IF 2.3 4区 医学 Q2 HEALTH POLICY & SERVICES Pub Date : 2025-01-17 DOI: 10.1093/heapro/daae204
Zhongjie Zhang, Nicola Reavley, Gregory Armstrong, Amy Morgan

Public disclosures of mental health problems on social media represent a potentially powerful informal avenue for increasing mental health literacy and reducing public stigma in relation to people with mental health problems. We investigated whether the audience reported any reduction in their own stigma toward people with mental health problems after exposure to disclosures. We also examined whether self-reported stigma reduction was associated with the characteristics of audience members, the disclosers and the disclosure messages. We used Prolific to obtain a convenience sample (N = 803) of adults who had been exposed to a disclosure. We administered an online survey to participants and conducted a series of logistic regressions to identify any associations between disclosure-related characteristics and audience self-reported stigma reduction. Our findings showed that certain aspects of the messaging process appeared to be associated with stigma reduction. These included explicit diagnoses from disclosers, particular message themes such as psychosocial causes of mental ill health, and positive and echoing comments from other users. In addition, audience members who reported greater levels of empathy toward, perceived similarity to and identification with disclosers tended to report reduced stigma. These findings contribute to the evidence base underpinning how, when and which public disclosures of mental health problems on social media have the potential for stigma reduction. They can further help inform future health promotion practices on social media aiming to mitigate mental health-related stigma at the population level. Future research may focus more on the dynamics and match between disclosers and audiences and their effects on stigma.
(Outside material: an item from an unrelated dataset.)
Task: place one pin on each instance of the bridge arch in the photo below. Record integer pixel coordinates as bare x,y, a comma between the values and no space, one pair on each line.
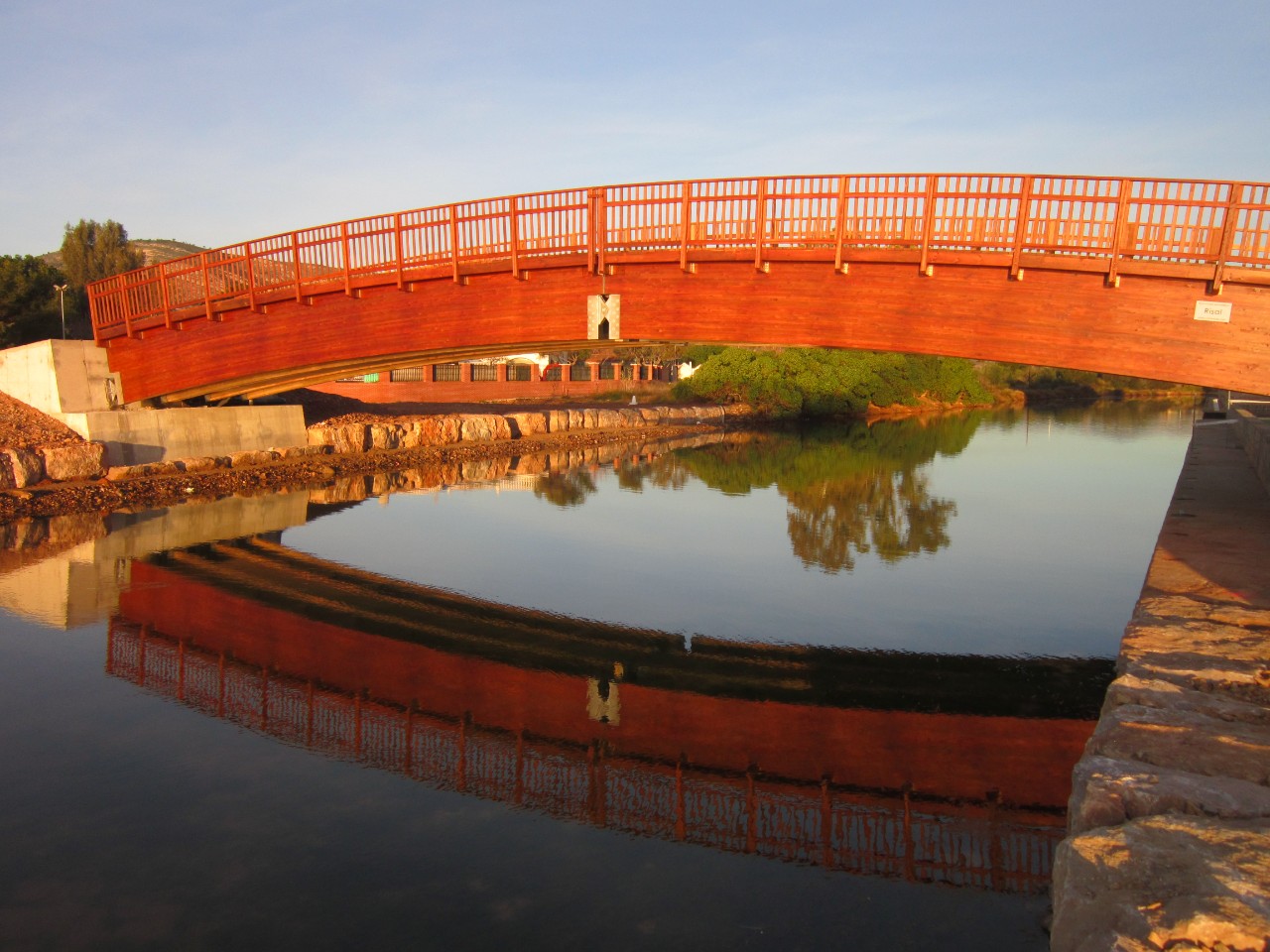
1155,278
在社交媒体上公开披露心理健康问题,是提高心理健康素养和减少公众对心理健康问题患者的耻辱感的潜在强大非正式途径。我们调查了观众是否报告说,在暴露于披露后,他们对有精神健康问题的人的耻辱有所减少。我们还研究了自我报告的耻辱减少是否与受众成员、披露者和披露信息的特征有关。我们使用高产法获得了接触过披露信息的成年人的方便样本(N = 803)。我们对参与者进行了一项在线调查,并进行了一系列逻辑回归,以确定与披露相关的特征与受众自我报告的耻辱减少之间的任何关联。我们的研究结果表明,信息传递过程的某些方面似乎与污名减少有关。其中包括来自披露者的明确诊断,特定的信息主题,如精神疾病的社会心理原因,以及来自其他用户的积极和呼应的评论。此外,报告对披露者有更高程度的同理心、感知到的相似性和认同的听众往往会减少耻辱感。这些发现为在社交媒体上公开披露心理健康问题的方式、时间和方式有可能减少耻辱感提供了证据基础。它们可以进一步帮助为未来在社交媒体上的健康促进实践提供信息,旨在减轻人口层面上与精神健康有关的耻辱感。未来的研究可能会更多地关注披露者和受众之间的动态和匹配及其对污名的影响。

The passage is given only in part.